(Leonard) Carlyle Marney was born July 8, 1916 in Harriman, TN. He received his A.B. from Carson-Newman in 1938, having entered on a football scholarship in 1933. He would return with a firm calling to ministry after taking a year off to work. He earned his Th.M. (1943) and Th.D. (1946) from Southern Baptist Theological Seminary. He also received honorary degrees from the University of Glasgow, Scotland, Wake Forest University, Johnson C. Smith University, and Kalamazoo College.

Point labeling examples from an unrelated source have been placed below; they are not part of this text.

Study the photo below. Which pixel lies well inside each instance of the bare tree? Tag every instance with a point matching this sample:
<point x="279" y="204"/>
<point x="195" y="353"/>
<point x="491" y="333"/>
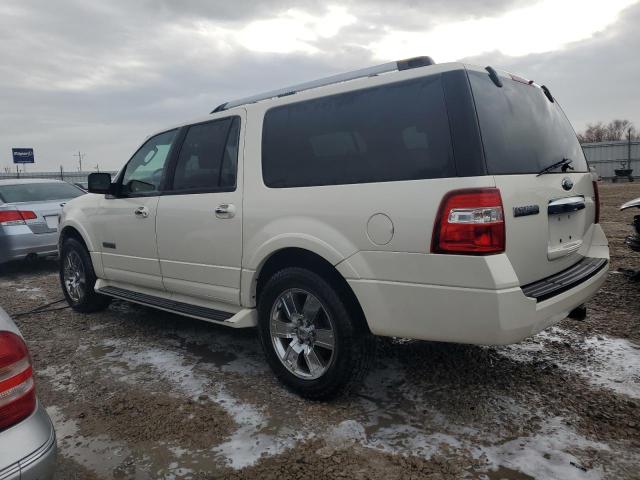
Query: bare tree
<point x="601" y="132"/>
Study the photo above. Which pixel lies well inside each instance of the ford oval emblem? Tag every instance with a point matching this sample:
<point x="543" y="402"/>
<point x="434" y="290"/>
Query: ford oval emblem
<point x="567" y="183"/>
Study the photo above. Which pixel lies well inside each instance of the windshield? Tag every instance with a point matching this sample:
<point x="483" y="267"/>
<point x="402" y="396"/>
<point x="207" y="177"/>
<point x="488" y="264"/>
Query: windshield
<point x="522" y="131"/>
<point x="38" y="192"/>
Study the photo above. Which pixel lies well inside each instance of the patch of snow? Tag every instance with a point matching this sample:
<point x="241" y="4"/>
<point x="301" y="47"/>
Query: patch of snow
<point x="247" y="444"/>
<point x="616" y="365"/>
<point x="60" y="377"/>
<point x="99" y="454"/>
<point x="546" y="454"/>
<point x="607" y="362"/>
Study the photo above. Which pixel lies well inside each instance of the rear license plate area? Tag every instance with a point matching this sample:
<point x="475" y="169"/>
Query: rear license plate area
<point x="565" y="233"/>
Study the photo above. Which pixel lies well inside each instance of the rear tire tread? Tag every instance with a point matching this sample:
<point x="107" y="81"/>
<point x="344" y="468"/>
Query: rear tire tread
<point x="355" y="343"/>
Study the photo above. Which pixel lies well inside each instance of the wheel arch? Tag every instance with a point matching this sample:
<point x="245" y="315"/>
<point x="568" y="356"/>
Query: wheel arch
<point x="71" y="231"/>
<point x="300" y="257"/>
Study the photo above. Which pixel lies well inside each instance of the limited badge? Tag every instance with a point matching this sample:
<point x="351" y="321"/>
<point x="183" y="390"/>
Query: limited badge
<point x="567" y="183"/>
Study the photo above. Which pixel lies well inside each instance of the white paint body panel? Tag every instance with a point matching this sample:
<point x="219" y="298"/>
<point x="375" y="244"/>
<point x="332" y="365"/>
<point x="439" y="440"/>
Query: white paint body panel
<point x="402" y="288"/>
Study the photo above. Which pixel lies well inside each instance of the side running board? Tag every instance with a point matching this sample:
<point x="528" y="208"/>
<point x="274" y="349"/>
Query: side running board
<point x="171" y="305"/>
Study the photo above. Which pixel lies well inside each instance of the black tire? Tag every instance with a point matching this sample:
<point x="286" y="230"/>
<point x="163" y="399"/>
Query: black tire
<point x="89" y="301"/>
<point x="353" y="343"/>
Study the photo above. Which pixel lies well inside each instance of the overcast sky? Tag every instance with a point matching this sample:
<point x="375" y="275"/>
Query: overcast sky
<point x="99" y="76"/>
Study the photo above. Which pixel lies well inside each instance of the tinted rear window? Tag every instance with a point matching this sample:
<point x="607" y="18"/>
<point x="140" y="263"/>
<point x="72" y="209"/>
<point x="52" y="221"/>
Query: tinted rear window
<point x="382" y="134"/>
<point x="38" y="192"/>
<point x="522" y="131"/>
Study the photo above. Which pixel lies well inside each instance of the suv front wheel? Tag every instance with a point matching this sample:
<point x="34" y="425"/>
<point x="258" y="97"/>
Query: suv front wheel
<point x="311" y="341"/>
<point x="78" y="278"/>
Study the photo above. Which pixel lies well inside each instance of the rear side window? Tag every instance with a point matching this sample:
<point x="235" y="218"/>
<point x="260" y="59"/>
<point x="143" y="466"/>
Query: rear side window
<point x="38" y="192"/>
<point x="382" y="134"/>
<point x="522" y="131"/>
<point x="208" y="156"/>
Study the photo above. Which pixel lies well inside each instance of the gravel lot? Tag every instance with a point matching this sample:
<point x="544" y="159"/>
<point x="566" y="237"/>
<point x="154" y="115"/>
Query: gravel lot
<point x="142" y="394"/>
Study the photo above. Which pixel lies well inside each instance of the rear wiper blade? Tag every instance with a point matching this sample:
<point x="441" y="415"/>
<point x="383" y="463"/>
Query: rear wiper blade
<point x="565" y="163"/>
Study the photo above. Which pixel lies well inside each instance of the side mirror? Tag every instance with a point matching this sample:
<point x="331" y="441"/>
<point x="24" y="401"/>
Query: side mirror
<point x="99" y="183"/>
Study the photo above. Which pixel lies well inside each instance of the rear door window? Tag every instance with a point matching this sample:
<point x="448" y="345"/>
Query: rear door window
<point x="38" y="192"/>
<point x="522" y="131"/>
<point x="389" y="133"/>
<point x="208" y="157"/>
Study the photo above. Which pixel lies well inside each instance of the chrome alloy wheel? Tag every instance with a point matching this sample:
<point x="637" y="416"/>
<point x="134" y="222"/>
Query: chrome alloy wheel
<point x="74" y="276"/>
<point x="302" y="333"/>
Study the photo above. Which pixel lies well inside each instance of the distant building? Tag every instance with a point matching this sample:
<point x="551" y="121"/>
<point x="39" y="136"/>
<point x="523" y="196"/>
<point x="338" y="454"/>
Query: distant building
<point x="605" y="157"/>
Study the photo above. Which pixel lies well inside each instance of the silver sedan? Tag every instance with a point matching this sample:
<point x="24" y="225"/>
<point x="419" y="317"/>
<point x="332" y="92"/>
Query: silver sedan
<point x="29" y="213"/>
<point x="27" y="437"/>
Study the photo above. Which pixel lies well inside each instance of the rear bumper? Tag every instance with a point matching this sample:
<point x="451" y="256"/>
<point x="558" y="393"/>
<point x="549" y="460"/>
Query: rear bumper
<point x="490" y="310"/>
<point x="465" y="315"/>
<point x="28" y="450"/>
<point x="20" y="242"/>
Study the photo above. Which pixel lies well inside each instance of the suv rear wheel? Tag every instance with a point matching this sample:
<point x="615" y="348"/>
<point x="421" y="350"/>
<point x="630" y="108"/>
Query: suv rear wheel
<point x="311" y="341"/>
<point x="78" y="278"/>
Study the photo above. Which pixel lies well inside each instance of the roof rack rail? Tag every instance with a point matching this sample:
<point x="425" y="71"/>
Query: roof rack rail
<point x="341" y="77"/>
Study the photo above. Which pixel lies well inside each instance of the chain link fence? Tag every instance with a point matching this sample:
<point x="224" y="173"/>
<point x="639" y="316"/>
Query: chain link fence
<point x="71" y="177"/>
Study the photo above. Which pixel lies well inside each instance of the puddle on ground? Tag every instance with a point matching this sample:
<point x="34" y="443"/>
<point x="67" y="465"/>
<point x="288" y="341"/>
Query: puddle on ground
<point x="504" y="473"/>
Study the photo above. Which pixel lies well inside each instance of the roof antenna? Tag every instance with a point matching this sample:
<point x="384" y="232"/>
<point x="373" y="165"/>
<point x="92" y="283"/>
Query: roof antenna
<point x="493" y="75"/>
<point x="547" y="93"/>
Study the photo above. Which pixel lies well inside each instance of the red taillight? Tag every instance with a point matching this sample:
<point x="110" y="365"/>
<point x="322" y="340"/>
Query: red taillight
<point x="596" y="201"/>
<point x="17" y="390"/>
<point x="470" y="222"/>
<point x="16" y="217"/>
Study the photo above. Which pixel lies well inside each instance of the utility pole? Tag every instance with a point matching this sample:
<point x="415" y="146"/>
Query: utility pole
<point x="80" y="157"/>
<point x="629" y="149"/>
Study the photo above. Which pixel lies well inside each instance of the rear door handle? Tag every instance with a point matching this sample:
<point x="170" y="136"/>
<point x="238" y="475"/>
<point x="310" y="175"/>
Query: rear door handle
<point x="225" y="210"/>
<point x="566" y="205"/>
<point x="142" y="212"/>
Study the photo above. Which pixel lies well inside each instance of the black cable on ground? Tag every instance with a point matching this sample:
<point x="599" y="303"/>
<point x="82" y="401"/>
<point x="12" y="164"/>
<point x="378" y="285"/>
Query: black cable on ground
<point x="42" y="309"/>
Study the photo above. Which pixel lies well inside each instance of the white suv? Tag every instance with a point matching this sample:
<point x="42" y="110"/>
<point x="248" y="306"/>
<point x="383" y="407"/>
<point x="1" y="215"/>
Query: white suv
<point x="436" y="202"/>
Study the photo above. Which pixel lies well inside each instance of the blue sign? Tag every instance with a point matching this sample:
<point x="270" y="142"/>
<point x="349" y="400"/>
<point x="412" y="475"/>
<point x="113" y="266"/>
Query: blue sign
<point x="23" y="155"/>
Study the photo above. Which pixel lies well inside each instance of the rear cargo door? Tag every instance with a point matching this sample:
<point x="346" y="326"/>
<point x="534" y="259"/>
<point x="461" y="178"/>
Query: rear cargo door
<point x="547" y="215"/>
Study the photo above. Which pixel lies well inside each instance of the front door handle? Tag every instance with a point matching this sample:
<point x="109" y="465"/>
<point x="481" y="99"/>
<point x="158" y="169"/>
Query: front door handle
<point x="225" y="210"/>
<point x="142" y="212"/>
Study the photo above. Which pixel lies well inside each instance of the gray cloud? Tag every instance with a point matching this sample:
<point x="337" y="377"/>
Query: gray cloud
<point x="101" y="76"/>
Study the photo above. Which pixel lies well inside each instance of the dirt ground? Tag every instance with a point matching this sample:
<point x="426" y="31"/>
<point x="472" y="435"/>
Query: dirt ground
<point x="141" y="394"/>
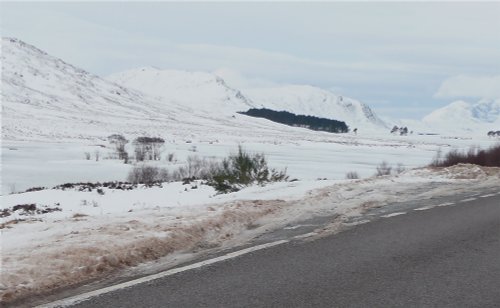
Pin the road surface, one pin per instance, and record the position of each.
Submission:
(445, 256)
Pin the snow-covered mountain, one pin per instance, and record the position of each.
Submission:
(195, 90)
(461, 116)
(43, 96)
(309, 100)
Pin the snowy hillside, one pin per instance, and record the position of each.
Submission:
(308, 100)
(195, 90)
(461, 116)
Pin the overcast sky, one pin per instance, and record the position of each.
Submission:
(403, 59)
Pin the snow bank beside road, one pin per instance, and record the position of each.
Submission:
(81, 242)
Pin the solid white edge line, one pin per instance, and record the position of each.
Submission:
(487, 196)
(393, 214)
(86, 296)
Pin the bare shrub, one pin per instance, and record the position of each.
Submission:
(352, 175)
(119, 142)
(196, 168)
(148, 148)
(400, 168)
(242, 169)
(383, 169)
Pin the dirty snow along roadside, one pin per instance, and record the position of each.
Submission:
(119, 233)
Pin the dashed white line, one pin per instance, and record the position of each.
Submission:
(297, 226)
(302, 236)
(86, 296)
(393, 214)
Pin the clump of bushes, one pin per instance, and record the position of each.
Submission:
(243, 169)
(475, 155)
(352, 175)
(385, 169)
(148, 175)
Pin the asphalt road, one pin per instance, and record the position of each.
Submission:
(442, 257)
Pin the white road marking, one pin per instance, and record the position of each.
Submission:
(86, 296)
(393, 214)
(297, 226)
(302, 236)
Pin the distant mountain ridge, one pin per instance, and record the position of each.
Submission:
(313, 101)
(206, 91)
(464, 116)
(45, 98)
(196, 90)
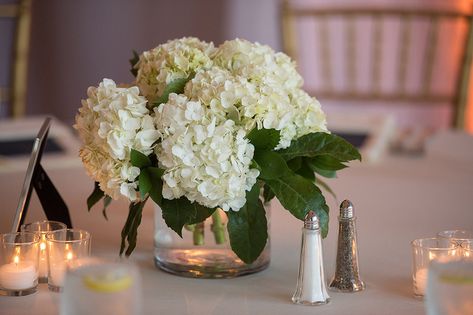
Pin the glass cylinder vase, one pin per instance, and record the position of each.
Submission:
(204, 250)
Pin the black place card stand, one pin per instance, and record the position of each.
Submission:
(36, 177)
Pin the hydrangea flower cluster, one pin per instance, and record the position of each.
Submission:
(199, 134)
(111, 122)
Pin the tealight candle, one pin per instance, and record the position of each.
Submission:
(425, 251)
(67, 249)
(18, 275)
(41, 228)
(420, 281)
(19, 263)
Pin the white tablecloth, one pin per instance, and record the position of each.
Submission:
(397, 200)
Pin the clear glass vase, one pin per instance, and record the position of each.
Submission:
(203, 252)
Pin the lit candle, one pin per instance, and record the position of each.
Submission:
(420, 281)
(43, 259)
(18, 275)
(59, 269)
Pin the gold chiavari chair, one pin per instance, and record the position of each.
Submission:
(14, 16)
(425, 95)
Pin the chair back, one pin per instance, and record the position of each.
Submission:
(428, 52)
(14, 48)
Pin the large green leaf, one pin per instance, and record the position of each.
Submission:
(268, 194)
(248, 228)
(179, 212)
(264, 139)
(271, 164)
(299, 195)
(95, 196)
(130, 229)
(106, 202)
(326, 162)
(177, 86)
(321, 143)
(157, 184)
(138, 159)
(145, 183)
(133, 61)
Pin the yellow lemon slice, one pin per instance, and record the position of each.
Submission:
(107, 283)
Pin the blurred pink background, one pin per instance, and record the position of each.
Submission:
(74, 44)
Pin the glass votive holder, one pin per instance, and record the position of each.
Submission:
(19, 253)
(103, 288)
(67, 249)
(467, 250)
(41, 228)
(426, 250)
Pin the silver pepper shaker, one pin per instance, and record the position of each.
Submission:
(347, 273)
(311, 289)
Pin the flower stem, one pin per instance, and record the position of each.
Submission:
(198, 234)
(218, 227)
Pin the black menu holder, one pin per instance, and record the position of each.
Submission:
(51, 201)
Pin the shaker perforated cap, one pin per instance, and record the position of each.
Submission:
(346, 209)
(311, 221)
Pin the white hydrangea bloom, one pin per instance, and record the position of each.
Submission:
(206, 158)
(176, 59)
(294, 113)
(111, 122)
(258, 63)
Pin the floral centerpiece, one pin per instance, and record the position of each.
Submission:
(206, 127)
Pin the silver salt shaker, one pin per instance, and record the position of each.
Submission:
(311, 289)
(347, 274)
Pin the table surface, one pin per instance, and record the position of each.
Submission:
(396, 200)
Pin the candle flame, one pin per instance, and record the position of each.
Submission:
(431, 256)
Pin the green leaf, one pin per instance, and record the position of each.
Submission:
(268, 194)
(324, 173)
(321, 143)
(95, 196)
(130, 229)
(179, 212)
(295, 163)
(176, 86)
(326, 162)
(144, 182)
(106, 202)
(133, 234)
(138, 159)
(305, 171)
(157, 184)
(133, 61)
(248, 228)
(299, 195)
(271, 164)
(325, 186)
(264, 139)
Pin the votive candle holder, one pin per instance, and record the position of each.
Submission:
(19, 255)
(426, 250)
(67, 249)
(42, 228)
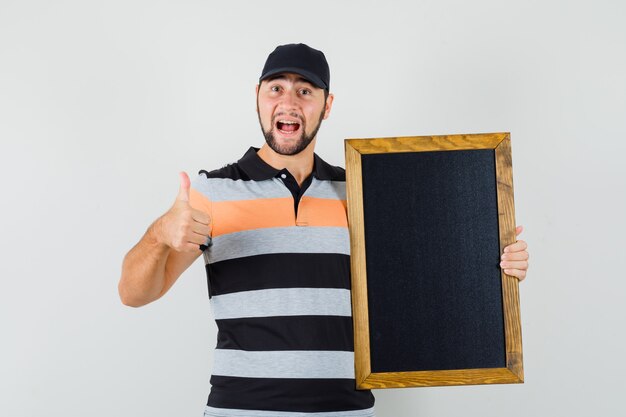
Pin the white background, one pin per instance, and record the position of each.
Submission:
(103, 103)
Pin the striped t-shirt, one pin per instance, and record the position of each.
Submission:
(278, 272)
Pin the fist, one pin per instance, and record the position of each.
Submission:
(184, 228)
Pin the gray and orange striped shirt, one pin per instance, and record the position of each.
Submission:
(278, 271)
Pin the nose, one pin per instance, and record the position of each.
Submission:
(289, 101)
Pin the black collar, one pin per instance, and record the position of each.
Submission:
(258, 170)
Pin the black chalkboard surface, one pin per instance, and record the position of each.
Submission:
(429, 217)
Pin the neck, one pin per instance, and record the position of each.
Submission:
(300, 165)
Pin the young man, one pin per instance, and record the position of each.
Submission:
(274, 234)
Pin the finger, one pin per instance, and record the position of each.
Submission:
(201, 229)
(517, 273)
(196, 239)
(515, 256)
(522, 265)
(190, 247)
(185, 184)
(518, 246)
(200, 216)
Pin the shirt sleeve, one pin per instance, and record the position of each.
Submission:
(199, 199)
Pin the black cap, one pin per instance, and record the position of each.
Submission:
(299, 59)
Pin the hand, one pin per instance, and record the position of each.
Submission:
(515, 258)
(184, 228)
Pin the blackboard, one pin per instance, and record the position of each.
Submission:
(429, 217)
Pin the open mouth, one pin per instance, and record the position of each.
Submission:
(287, 126)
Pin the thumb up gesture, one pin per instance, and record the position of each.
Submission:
(184, 228)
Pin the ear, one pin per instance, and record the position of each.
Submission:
(329, 105)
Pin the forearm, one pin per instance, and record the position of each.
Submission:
(143, 269)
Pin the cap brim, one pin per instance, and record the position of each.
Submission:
(309, 76)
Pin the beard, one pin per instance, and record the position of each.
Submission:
(299, 143)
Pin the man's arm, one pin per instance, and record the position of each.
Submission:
(167, 249)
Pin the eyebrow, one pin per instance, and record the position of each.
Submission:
(282, 77)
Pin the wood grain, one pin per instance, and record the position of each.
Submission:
(427, 143)
(354, 189)
(510, 285)
(365, 379)
(440, 378)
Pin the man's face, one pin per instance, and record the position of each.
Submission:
(291, 111)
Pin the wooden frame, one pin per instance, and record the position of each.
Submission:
(365, 378)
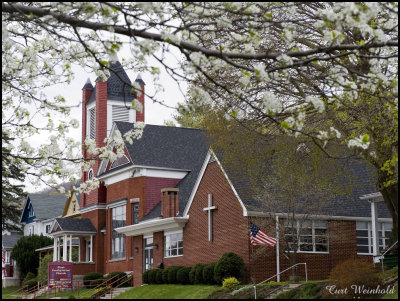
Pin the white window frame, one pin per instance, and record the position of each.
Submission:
(313, 226)
(169, 233)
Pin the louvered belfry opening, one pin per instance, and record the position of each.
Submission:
(169, 202)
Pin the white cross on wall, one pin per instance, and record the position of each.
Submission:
(209, 208)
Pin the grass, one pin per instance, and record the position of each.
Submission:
(5, 291)
(169, 291)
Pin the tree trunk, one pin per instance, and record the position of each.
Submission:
(391, 198)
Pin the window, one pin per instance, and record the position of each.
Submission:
(92, 123)
(310, 236)
(148, 253)
(120, 113)
(173, 244)
(135, 213)
(364, 236)
(118, 219)
(30, 210)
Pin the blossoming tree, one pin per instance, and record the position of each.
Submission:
(322, 71)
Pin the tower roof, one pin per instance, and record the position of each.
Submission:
(118, 85)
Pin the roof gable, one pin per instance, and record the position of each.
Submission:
(44, 206)
(72, 206)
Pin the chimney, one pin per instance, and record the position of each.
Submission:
(140, 115)
(86, 93)
(169, 202)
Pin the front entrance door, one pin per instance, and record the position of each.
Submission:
(148, 253)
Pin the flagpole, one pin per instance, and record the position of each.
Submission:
(278, 276)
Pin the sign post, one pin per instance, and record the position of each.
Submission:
(60, 275)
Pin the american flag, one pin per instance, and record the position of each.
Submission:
(259, 237)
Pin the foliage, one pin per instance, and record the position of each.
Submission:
(26, 256)
(121, 277)
(28, 277)
(287, 295)
(182, 276)
(229, 265)
(43, 268)
(88, 279)
(12, 194)
(230, 282)
(208, 273)
(353, 272)
(172, 271)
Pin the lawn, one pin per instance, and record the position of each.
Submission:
(169, 291)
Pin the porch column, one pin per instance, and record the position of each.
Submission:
(91, 248)
(55, 249)
(58, 248)
(374, 223)
(70, 248)
(65, 248)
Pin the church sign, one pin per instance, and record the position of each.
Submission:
(60, 274)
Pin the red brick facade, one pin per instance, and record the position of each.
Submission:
(230, 230)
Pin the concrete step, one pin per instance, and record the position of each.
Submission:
(116, 292)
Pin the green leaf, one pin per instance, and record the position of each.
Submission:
(285, 125)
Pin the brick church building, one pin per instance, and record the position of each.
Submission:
(169, 200)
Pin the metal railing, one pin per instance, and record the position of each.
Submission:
(255, 286)
(381, 256)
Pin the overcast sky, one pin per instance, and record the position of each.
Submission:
(155, 113)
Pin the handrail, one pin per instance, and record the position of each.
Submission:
(129, 278)
(92, 292)
(255, 286)
(111, 284)
(383, 255)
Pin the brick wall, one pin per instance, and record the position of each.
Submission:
(140, 115)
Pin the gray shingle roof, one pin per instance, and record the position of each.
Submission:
(118, 85)
(76, 224)
(169, 147)
(9, 241)
(47, 206)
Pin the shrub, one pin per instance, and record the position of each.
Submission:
(28, 277)
(230, 282)
(152, 276)
(165, 276)
(43, 268)
(198, 273)
(229, 265)
(119, 278)
(353, 272)
(182, 276)
(145, 277)
(89, 277)
(208, 273)
(172, 271)
(31, 283)
(159, 276)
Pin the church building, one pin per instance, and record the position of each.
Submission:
(170, 200)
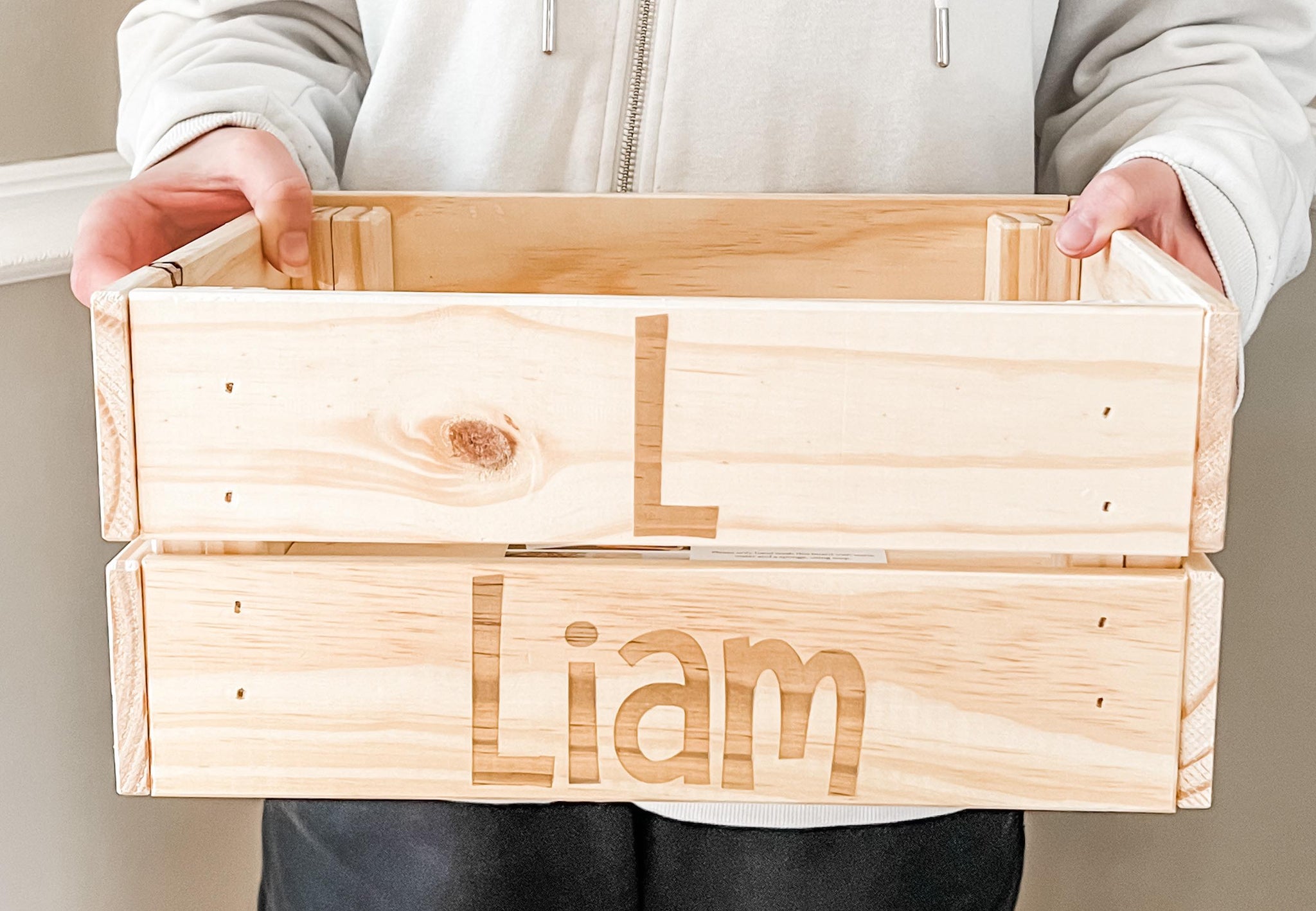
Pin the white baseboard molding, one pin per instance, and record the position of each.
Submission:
(40, 206)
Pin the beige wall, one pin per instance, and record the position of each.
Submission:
(58, 77)
(67, 843)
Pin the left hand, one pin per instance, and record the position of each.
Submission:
(1143, 194)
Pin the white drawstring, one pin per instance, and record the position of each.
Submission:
(943, 33)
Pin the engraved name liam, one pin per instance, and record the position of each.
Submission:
(744, 663)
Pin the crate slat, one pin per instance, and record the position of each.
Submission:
(351, 676)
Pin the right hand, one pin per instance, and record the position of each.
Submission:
(204, 185)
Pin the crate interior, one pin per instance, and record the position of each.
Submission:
(835, 246)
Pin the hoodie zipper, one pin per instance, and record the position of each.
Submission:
(635, 98)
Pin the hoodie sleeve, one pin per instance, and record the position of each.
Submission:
(295, 69)
(1216, 89)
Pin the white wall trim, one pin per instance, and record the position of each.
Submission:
(40, 206)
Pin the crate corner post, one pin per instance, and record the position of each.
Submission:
(1200, 674)
(124, 597)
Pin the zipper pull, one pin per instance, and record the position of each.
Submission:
(943, 33)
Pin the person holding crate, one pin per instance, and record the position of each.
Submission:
(1184, 120)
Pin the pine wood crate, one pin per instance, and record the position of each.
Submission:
(1022, 451)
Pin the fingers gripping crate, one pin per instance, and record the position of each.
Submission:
(330, 490)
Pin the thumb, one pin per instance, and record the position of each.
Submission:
(1107, 204)
(280, 194)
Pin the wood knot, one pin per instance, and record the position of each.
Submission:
(481, 444)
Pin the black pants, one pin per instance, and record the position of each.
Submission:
(405, 856)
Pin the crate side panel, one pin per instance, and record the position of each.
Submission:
(781, 245)
(444, 418)
(439, 678)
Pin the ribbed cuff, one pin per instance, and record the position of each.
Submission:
(195, 128)
(791, 815)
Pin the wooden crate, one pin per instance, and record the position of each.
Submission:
(325, 489)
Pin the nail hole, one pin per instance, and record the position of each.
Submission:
(582, 633)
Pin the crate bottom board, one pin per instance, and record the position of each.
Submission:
(357, 676)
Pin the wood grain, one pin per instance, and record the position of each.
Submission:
(128, 671)
(1002, 277)
(781, 245)
(1023, 261)
(229, 256)
(362, 249)
(1013, 689)
(652, 515)
(1200, 673)
(112, 368)
(1135, 269)
(1066, 428)
(321, 251)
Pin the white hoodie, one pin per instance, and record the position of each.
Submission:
(760, 95)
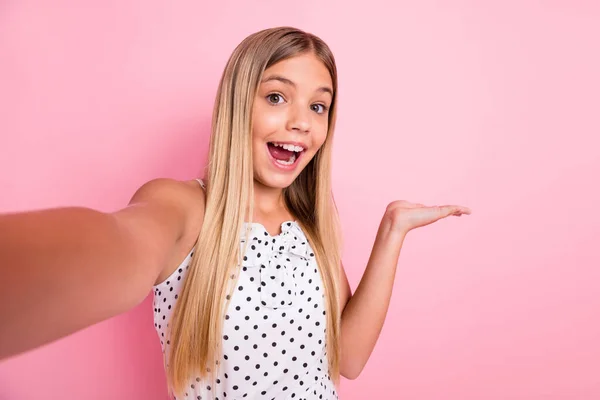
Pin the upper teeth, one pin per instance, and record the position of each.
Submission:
(290, 147)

After briefly pastoring churches in Fort Knox, Beaver Dam and Paducah, KY, Marney pastored First Bapstist Church in Austin, TX from 1948-1958 and served as Professor of Christian Ethics and Westervelt Lecturer at Austin Presbyterian Seminary. He lectured and preached on many campuses including Duke, Princeton, Harvard and Yale. He was also Peyton Lecturer at Southern Methodist University, Wells Lecturer at Texas Christian University, Cunningham Lecturer at Austin College, Willson Lecturer at Texas Tech University and Trinity University. In addition, he preached at several Army and Air Force bases and served as the leader of seminars for active duty Navy chaplains.
From 1958-1967 Marney was the senior minister at Myers Park Baptist Church in Charlotte, NC. He resigned to establish Interpreters House, an ecumenical study center for clergy and laity at Lambuth Inn, Lake Junaluska, NC.
The author of numerous books and articles, Marney also served on the Study Committees of the World Council of Churches, the Theological Commission of the Baptist World Alliance, Editorial Board of Religion in Life and was trustee for the Christian Century and member of the Editorial Council of Theology Today. He was also a member of the National Advisory Commission on Rural Poverty and was vice-president-at-large of the National Council of Churches.
Marney died suddenly of a heart attack on July 3, 1978 in Lake Junaluska at the age of 61. He had been preparing to preach that week on various aspects of The Christian Life Style to more than 600 ministers at a Pastors School being held at Furman University.
On November 8, 1978 the Duke University Chapel and the Duke Divinity School communities offered a concert in memory of Carlyle Marney. In the program, the Rev. Dr. Stuart C. Henry wrote: Of Marney the Man: Teacher, pastor, counselor, and friend Carlyle Marney was all of these, and more. The unique experience of having known him is aptly described by Bunyan. When Christian, fleeing from the City of Destruction, happily arrived at the Interpreters House he discovered excellent things which were rare and profitable for his continuing journey. So it was with us who had the good fortune to encounter Marney. Revived by his spirit and instructed by his wisdom, we remember him gratefully and will think of him often, and always warmly.
the annual lecture series named for him and sponsored by the
Center for Baptist Studies Steeple Committee, Carson-Newman
seeks to celebrate the life of one of its most famous graduates
who gave his life to the service of Gods kingdom.